In [1]:
from pyspark import SparkConf, SparkContext
conf = SparkConf().setMaster("local").setAppName("DegreesOfSeparation")
sc = SparkContext(conf = conf)

In [2]:
# Set the characters we wish to find the degree of separation between 

In [41]:
startCharacterID = 5306 # Spiderman
targetCharacterID = 467 # BERSERKER II 859 #CAPTAIN AMERICA 14 # Adam

An accumulator allows many executors to increment a shared variable. 
counter = sc.accumulator(0) sets up a shared accumulator with initial value of 0. We can increment this value upon iteration and check for specific conditions once after iteration.

In [42]:
counter = sc.accumulator(0)

Breadth-First Search(BFS)

In [43]:
# BFS implementation

def convertToBFS(line):
    fields = line.split()
    heroID = int(fields[0])
    connections = []
    for connection in fields[1:]:
        connections.append(int(connection))
    color = 'WHITE'
    distance = 9999
    if(heroID == startCharacterID):
        color = 'GRAY'
    distance = 0
    return (heroID,(connections,distance,color))

In [44]:
def createStartingRdd():
    inputFile = sc.textFile("file:///C:/Users/dennis/Spark/Spark/resources/Marvel-Graph.txt")
    return inputFile.map(convertToBFS)

In [45]:
def bfsMap(node):
    characterID = node[0]
    data = node[1]
    connections = data[0]
    distance = data[1]
    color = data[2]

    results = []
    #If this node needs to be expanded...
    if (color == 'GRAY'):
        for connection in connections:
            newCharacterID = connection
            newDistance = distance + 1
            newColor = 'GRAY'
            if (targetCharacterID == connection):
                counter.add(1)

            newEntry = (newCharacterID, ([], newDistance, newColor))
            results.append(newEntry)

        #We've processed this node, so color it black
        color = 'BLACK'

    #Emit the input node so we don't lose it.
    results.append( (characterID, (connections, distance, color)) )
    return results

In [46]:
def bfsReduce(data1, data2):
    edges1 = data1[0]
    edges2 = data2[0]
    distance1 = data1[1]
    distance2 = data2[1]
    color1 = data1[2]
    color2 = data2[2]

    distance = 9999
    color = color1
    edges = []

    # See if one is the original node with its connections.
    # If so preserve them.
    if (len(edges1) > 0):
        edges.extend(edges1)
    if (len(edges2) > 0):
        edges.extend(edges2)

    # Preserve minimum distance
    if (distance1 < distance):
        distance = distance1

    if (distance2 < distance):
        distance = distance2

    # Preserve darkest color
    if (color1 == 'WHITE' and (color2 == 'GRAY' or color2 == 'BLACK')):
        color = color2

    if (color1 == 'GRAY' and color2 == 'BLACK'):
        color = color2

    if (color2 == 'WHITE' and (color1 == 'GRAY' or color1 == 'BLACK')):
        color = color1

    if (color2 == 'GRAY' and color1 == 'BLACK'):
        color = color1

    return (edges, distance, color)

In [47]:
#Main program here:
iterationRdd = createStartingRdd()

In [48]:
for iteration in range(0, 100):
    print("Running BFS iteration# " + str(iteration+1))

    # Create new vertices as needed to darken or reduce distances in the
    # reduce stage.

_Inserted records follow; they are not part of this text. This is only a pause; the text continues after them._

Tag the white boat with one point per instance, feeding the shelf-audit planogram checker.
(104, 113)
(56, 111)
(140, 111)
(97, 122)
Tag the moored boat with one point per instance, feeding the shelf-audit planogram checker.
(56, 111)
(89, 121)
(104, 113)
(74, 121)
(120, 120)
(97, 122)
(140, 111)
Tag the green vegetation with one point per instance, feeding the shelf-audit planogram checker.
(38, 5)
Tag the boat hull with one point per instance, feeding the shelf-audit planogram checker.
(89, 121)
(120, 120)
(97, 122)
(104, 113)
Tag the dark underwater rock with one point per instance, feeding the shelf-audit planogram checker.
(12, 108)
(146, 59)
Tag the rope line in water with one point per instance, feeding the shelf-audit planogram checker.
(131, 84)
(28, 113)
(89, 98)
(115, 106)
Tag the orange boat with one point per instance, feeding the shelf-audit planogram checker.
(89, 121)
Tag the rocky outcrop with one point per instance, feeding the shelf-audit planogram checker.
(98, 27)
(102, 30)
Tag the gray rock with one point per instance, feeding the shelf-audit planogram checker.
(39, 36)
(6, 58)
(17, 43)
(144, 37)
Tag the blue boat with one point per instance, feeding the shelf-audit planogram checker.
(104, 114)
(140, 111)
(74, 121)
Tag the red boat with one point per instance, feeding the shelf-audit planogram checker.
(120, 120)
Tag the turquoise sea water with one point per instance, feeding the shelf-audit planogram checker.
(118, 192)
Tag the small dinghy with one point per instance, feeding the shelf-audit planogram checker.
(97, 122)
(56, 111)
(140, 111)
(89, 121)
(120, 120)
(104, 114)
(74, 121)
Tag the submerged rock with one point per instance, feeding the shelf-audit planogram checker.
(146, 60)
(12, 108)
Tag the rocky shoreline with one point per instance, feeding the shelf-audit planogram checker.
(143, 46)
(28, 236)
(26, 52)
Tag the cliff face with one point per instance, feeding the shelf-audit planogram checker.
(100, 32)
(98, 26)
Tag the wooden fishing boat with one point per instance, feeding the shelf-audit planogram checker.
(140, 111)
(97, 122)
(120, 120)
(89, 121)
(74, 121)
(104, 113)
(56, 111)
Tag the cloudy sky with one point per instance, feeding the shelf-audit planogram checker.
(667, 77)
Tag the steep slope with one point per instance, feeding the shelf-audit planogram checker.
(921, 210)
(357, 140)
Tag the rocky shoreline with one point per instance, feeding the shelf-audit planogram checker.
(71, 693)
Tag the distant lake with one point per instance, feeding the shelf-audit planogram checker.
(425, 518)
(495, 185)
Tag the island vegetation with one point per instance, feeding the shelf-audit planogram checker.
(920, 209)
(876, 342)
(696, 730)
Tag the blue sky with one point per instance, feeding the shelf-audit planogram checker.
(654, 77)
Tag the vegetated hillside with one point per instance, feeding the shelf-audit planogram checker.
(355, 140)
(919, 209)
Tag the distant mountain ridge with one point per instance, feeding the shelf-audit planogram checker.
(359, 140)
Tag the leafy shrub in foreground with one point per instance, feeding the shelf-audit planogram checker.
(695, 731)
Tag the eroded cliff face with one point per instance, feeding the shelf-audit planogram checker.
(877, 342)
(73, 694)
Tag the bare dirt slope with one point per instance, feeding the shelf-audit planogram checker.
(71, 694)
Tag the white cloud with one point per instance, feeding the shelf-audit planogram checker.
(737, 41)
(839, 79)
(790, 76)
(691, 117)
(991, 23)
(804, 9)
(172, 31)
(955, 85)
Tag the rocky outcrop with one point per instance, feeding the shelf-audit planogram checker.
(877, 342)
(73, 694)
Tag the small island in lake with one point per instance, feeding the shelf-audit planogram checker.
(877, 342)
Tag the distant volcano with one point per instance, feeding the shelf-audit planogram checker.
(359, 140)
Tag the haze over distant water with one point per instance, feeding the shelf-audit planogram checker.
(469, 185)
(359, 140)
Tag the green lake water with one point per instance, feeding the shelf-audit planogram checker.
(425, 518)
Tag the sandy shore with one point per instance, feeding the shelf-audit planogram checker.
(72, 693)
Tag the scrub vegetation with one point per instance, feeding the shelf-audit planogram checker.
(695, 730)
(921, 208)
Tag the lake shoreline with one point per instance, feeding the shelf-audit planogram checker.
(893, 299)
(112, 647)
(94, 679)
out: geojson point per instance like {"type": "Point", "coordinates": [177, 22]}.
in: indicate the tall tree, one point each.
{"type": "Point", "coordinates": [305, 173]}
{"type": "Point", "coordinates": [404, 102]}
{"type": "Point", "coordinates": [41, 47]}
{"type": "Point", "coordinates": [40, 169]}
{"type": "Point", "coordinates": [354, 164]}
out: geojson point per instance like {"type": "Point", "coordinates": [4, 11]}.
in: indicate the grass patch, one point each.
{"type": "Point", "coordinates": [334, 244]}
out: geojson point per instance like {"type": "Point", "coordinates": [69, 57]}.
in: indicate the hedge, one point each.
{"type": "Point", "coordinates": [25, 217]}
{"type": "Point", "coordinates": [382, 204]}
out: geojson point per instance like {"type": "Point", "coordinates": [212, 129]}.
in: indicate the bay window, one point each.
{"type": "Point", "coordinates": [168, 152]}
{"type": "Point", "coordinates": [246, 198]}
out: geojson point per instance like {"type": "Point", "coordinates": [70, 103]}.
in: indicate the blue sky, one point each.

If we encounter the node we're looking for as a GRAY
    # node, increment our accumulator to signal that we're done.
    mapped = iterationRdd.flatMap(bfsMap)

    # Note that mapped.count() action here forces the RDD to be evaluated, and
    # that's the only reason our accumulator is actually updated.
    print("Processing " + str(mapped.count()) + " values.")

    if (counter.value > 0):
        print("Hit the target character! From " + str(counter.value) \
            + " different direction(s).")
        break

    # Reducer combines data for each character ID, preserving the darkest
    # color and shortest path.
    iterationRdd = mapped.reduceByKey(bfsReduce)

Running BFS iteration# 1
Processing 8330 values.
Running BFS iteration# 2
Processing 220615 values.
Running BFS iteration# 3
Processing 126747 values.
Running BFS iteration# 4
Processing 6777 values.
Running BFS iteration# 5
Processing 6486 values.
Running BFS iteration# 6
Processing 6486 values.
Running BFS iteration# 7
Processing 6486 values.
Running BFS iteration# 8
Processing 6486 values.
Running BFS iteration# 9
Processing 6486 values.
Running BFS iteration# 10
Processing 6486 values.
Running BFS iteration# 11
Processing 6486 values.
Running BFS iteration# 12
Processing 6486 values.
Running BFS iteration# 13
Processing 6486 values.
Running BFS iteration# 14
Processing 6486 values.
Running BFS iteration# 15
Processing 6486 values.
Running BFS iteration# 16
Processing 6486 values.
Running BFS iteration# 17
Processing 6486 values.
Running BFS iteration# 18
Processing 6486 values.
Running BFS iteration# 19
Processing 6486 values.
Running BFS iteration# 20
Processing 6486 values.
Runni